Criadagem é a protagonista
As massas, neste “Adeus, Minha Rainha”, ganham corpo com a criadagem. Ela circula pelos corredores, cômodos e jardins sem os cuidados de antes, como se assenhoreassem desde já de um poder que os proletários teriam, de fato, durante a Comuna de Paris em 1871. Jacquot coloca-a nos porões onde fazem suas refeições e dão vazão às suas preocupações sobre o que se passava nos andares de cima. Muitos de seus comentários se restringem a seus casos amorosos com outros criados, caso, no entanto lhe é difícil ignorar a pressão das ruas e da Penitenciária de Bastilha.
Quem mais a sente são os ministros, conselheiros e nobres que perambulam pelos corredores do Palácio de Versalhes, tramando, trocando más notícias, prenunciando sua derrocada. Um deles, espécie de conselheiro-contabilista, idoso como o regime, distribui comentários a Sidonie, sem reservas, já vendo os revolucionários às portas do palácio. Não só ele. Maria Antonieta (1755/1793), prevendo o fim do poder, dos anéis e dos brioches, já não atenta às leituras de Sidonie, preocupada que se mostra com o marido, Luis XVI, e a amante Gabriele Polignac.
Sidonie figura nesta história como o elo entre a criadagem e a realeza. Ela tende, às vezes, a ver a pressão vinda da Bastilha, como o fim de sua relação com a Rainha. É mais uma serva a submeter-se a seus caprichos. Jamais se insurge, jamais reflete sobre o que está se passando. Quando muito procura o conselheiro-contabilista para se inteirar do que realmente se passa. É o contrário de sua amiga-criada que vê a queda de Luis XVI como forma de escapar com o namorado. Sidonie amarrou-se demais à Maria Antonieta, enquanto esta se vê enredada ao que acontecerá ao Rei e a si própria.

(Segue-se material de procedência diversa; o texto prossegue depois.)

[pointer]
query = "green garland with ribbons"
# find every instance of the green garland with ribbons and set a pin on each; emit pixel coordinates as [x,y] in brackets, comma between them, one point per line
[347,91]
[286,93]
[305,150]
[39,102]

Maria Antonieta não é vítima
Numa sequência que demonstra a antecipação de sua queda, ela, a um só tempo articula a partida da amante e o uso que fará de Sidonie para ajudá-la a mantê-la viva. Seu olhar da partida de Polignac é desses instantes em que o cinema numa imagem dá a profundidade de suas intenções e do momento histórico. Nada mais a ser feito senão ceder ao peso da história. Ela não é vítima, como se pode supor no “Maria Antonieta” (2006), de Sofia Coppola. Ajudou a urdir a sua própria execução na guilhotina. Jacquot despe-a de qualquer glamour ou suntuosidade. É uma mulher vivendo sua derrocada.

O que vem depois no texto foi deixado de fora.